Kto zabił gdyńskiego taksówkarza?
Pomorska policja szuka sprawcy zabójstwa 63-letniego taksówkarza Henryka G., którego ciało znaleziono w sylwestrową środę na leśnej polanie w Gdyni-Chwarznie.
Przy zwłokach, które odkrył spacerujący z psem mężczyzna, nie było żadnych dokumentów. Kilkaset metrów dalej policja odnalazła samochód należący do zamordowanego, białe audi 80.
Jak powiedziała rzecznik prasowy Komendy Miejskiej Policji w Gdyni, Danuta Wołk-Karaczewska, zaginięcie gdyńskiego taksówkarza zgłosił w sobotę jego syn.
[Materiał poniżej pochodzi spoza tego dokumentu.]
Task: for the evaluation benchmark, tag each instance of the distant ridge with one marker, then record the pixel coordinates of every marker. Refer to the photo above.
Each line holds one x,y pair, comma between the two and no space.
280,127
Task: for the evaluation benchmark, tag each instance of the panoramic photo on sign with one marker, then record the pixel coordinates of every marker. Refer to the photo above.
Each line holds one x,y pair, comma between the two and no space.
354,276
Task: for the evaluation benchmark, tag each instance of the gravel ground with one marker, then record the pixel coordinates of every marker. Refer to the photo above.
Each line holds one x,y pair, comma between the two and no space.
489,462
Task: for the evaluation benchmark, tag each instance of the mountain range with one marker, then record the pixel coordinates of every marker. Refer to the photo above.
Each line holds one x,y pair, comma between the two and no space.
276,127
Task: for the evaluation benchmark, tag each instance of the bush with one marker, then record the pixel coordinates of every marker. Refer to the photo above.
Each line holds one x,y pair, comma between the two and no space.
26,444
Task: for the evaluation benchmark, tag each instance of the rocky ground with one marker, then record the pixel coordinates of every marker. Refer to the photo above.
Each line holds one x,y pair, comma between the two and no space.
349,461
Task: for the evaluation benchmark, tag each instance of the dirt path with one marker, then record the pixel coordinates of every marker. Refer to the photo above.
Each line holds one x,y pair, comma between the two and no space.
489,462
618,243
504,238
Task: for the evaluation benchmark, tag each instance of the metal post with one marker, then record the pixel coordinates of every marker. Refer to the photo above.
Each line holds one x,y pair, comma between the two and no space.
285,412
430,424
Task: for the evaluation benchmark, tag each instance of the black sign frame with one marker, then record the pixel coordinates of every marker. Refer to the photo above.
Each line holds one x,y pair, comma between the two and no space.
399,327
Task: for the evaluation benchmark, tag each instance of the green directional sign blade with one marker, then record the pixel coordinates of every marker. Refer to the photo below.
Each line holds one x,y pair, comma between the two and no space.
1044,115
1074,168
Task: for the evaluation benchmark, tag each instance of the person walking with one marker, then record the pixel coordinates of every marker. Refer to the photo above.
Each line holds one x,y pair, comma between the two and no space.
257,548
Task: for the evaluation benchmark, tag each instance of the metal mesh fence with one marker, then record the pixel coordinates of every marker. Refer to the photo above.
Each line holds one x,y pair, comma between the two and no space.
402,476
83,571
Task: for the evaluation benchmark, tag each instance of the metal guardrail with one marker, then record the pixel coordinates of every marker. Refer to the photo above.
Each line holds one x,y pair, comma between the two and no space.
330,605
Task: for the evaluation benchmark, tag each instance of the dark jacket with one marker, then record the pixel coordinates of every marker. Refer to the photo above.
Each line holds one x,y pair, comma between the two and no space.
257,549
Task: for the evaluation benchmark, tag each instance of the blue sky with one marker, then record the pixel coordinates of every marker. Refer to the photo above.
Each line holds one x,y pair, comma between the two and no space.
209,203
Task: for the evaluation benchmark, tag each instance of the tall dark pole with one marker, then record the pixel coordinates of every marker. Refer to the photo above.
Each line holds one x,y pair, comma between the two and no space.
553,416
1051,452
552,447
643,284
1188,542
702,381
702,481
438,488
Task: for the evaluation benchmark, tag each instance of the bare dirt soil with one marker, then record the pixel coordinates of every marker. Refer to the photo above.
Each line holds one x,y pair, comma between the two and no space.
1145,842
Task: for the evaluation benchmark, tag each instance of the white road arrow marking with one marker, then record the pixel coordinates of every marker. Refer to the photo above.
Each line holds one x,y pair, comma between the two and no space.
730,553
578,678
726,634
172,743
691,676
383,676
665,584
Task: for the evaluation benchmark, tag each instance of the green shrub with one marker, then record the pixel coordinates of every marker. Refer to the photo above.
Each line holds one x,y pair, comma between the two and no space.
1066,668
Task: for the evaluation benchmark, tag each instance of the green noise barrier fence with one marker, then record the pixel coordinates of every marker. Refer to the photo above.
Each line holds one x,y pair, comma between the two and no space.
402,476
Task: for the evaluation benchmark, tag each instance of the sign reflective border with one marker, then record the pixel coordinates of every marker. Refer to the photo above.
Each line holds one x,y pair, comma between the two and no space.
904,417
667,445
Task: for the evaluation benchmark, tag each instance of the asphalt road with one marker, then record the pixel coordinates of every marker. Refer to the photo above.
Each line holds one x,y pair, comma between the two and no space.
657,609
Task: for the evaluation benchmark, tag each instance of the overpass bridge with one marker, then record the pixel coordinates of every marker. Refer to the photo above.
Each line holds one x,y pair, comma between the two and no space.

To on zidentyfikował ciało.
Jak ustaliła sekcja zwłok, przyczyną śmierci Henryka G. było uduszenie. "Mężczyzna jeździł taksówką niezrzeszoną, głównie nocą" - dodała Wołk-Karaczewska.
Policja prosi o zgłaszanie pod numery telefonów: stacjonarnego 997 i komórkowych 0 606 696 496 lub 112 wszelkich informacji, które mogą się przyczynić do ustalenia okoliczności zabójstwa taksówkarza.